Yes, it is "worse before it gets better" but because YOU will get better (you are! every step of the way) not because she will. Who knows why she's acting that way. Just shrug your shoulders and find something fun to do.
Your question sounds like you're inquiring if she's on the edge of changing. I think that's a way of trying to mindread or read the future. Your WW is acting terrible, so you should gently step aside while she is swinging her fists at everything around you. Do not get hit, do not engage.
I am getting better. Stronger. And that is why I was able to have the conversation I had with WW yesterday about not wanting a D anymore. I backpedaled. As AS said, trying to shock her out of it backfired. I thought it as much the day after but did not bring it up since.
I have expressed to her that I don't intend on living like we are forever, but yesterday I did tell her that I can put up with this a little longer.
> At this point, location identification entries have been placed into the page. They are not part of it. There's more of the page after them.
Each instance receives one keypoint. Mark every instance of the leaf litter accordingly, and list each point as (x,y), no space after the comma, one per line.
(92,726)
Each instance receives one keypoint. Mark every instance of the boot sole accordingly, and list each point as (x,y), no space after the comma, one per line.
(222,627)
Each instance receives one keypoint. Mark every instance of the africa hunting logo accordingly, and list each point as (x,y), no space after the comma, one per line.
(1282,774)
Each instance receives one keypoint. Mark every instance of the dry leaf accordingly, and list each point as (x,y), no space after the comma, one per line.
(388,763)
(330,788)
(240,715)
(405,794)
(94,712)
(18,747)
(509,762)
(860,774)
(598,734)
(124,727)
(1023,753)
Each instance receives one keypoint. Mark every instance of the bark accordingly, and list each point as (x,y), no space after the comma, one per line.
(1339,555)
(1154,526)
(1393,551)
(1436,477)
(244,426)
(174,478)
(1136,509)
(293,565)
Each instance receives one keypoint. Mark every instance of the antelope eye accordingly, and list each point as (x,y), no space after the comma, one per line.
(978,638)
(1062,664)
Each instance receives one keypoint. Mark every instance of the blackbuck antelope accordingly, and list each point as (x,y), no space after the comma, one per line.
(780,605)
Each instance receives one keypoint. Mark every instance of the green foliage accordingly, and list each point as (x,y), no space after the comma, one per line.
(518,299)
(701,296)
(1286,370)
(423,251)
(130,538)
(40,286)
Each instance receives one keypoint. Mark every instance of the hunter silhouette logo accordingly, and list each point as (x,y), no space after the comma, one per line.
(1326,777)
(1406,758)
I did make it clear that I don't want this divorce.
I had hoped that she would not bring this topic up again but she did.
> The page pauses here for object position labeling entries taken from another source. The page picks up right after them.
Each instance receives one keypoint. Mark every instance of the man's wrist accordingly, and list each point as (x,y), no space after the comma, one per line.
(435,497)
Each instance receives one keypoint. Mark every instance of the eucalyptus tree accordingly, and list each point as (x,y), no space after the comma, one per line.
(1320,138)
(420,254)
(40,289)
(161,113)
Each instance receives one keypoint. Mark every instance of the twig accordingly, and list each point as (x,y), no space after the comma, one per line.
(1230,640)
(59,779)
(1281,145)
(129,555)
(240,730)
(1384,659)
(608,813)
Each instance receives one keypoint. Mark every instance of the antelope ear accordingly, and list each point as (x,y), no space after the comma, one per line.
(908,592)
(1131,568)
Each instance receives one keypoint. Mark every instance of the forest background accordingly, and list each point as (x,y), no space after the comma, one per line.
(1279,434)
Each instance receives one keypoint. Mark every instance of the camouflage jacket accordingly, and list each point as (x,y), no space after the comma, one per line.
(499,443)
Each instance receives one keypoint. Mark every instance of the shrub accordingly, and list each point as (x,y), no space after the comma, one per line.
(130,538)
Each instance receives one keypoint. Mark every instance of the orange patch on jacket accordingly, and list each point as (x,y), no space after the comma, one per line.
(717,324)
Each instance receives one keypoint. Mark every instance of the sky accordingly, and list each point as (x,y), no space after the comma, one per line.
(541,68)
Hindsight is 20/20. I could have kept my mouth shut when I said "divorce" but I didn't. I could have told her things calmly but I didn't. I have owned up to it and I told her as such.
I have been anger-free (to her) for almost three weeks. I know that it's going to take months of consistent behavior to take root and even then who knows what is going to happen as time progresses.
I have also told her that this experience humbled me and taught me a lot of valuable lessons. She sees and acknowledges the changes I'm making. When she tells me that, I say that this experience, as tragic as it is, was needed. I have been the happiest I have been in a long time. And I am going to show it to her and try to share parts of my happiness with her. My goal is not to nice her back. My goal is to show how much more amazing I am. She gets to choose what she wants to do.
My growth has been slow and painful. But I am starting to see the fruits of my efforts.